Bank regulator defends role in asset meltdown


David Akin

Tuesday, June 17, 2008

OTTAWA - The head of Canada's banking system regulator fended off accusations from MPs yesterday that she and her agency, the Office of the Superintendent of Financial Institutions, bear some responsibility for the failure of the non-bank asset-backed commercial paper market.

It was a financial crisis that froze billions of investments and panicked more than a 1,000 everyday Canadians, who had bought into what they thought were risk-free savings vehicles.

Despite her refusal to accept responsibility, OSFI head Julie Dickson, told MPs on the House of Commons finance committee that her office will soon change a key rule that will require Canadian banks to back up ABCP products with more cash assets.

Critics say the changes are a tacit admission that there was more OSFI could have done, and that had OSFI made a change to banks' capital requirements earlier, all players -- bank and nonbank -- in the ABCP market might have taken greater care about the assets in their portfolios and might have avoided staking some of their notes to the crumbling U. S. housing market.
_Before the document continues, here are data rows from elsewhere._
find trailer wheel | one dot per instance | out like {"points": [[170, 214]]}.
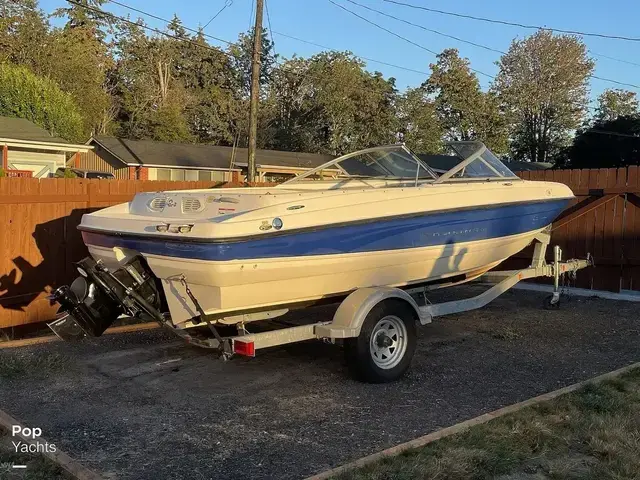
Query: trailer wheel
{"points": [[383, 350]]}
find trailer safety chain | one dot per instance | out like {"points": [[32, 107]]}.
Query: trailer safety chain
{"points": [[203, 315]]}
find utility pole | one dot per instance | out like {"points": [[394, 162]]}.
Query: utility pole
{"points": [[255, 92]]}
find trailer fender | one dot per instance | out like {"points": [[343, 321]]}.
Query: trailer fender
{"points": [[348, 319]]}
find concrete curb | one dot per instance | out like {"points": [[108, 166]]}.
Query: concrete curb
{"points": [[68, 464], [52, 338], [446, 432]]}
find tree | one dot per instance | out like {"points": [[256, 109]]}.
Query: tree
{"points": [[86, 14], [614, 103], [419, 124], [80, 67], [242, 54], [464, 111], [24, 33], [607, 144], [75, 56], [39, 100], [543, 83], [330, 104]]}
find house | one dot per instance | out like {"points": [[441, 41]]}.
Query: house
{"points": [[30, 151], [153, 160]]}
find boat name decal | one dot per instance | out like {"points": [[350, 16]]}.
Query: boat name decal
{"points": [[466, 231]]}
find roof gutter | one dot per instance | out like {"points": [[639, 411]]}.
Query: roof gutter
{"points": [[59, 147], [182, 167]]}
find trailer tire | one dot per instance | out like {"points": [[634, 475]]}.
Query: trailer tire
{"points": [[383, 351]]}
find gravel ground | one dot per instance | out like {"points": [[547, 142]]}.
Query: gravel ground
{"points": [[123, 407]]}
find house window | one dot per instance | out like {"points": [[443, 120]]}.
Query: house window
{"points": [[177, 174], [164, 174], [204, 175], [217, 176], [191, 174]]}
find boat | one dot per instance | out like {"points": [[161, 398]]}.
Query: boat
{"points": [[375, 217]]}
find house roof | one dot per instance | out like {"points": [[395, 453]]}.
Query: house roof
{"points": [[20, 132], [164, 154], [22, 129], [442, 163]]}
"To me, at least with the benefit of hindsight, it would have been a good move," said Liberal MP John McCallum, his party's finance critic and former chief economist at the Royal Bank of Canada. "I would also argue there were a number of red flags emerging."

NDP MP Thomas Mulcair, a lawyer by training and a former Cabinet member in Jean Charest's government in Quebec, was more harsh. "OSFI was asleep at the switch," Mr. Mulcair said in an interview.

At committee, Mr. Mulcair pressed Ms. Dickson, asking her why she did not sound the alarm earlier and alert investors to potential liquidity problems with the banks.

"There was no alarm to be sounded," Ms. Dickson said. "My job is protecting banks and protecting depositors. There are securities commissions whose job it is to protect investors. We were focusing on the risk to banks."

After meeting with MPs, Ms. Dickson told reporters the pending change to the key guideline, known as B-5, was a response to evolving regulatory conditions worldwide and not an admission that OSFI could have acted earlier to avoid the crisis or to respond to it.

She told the committee one of the new goals will be to require banks to provide some capital to back up short-term liquidity lines, which currently they are not required to do.

She did not say when the revision to B-5 would be published, nor did she indicate how much capital banks would have to use for short-term liquidity lines.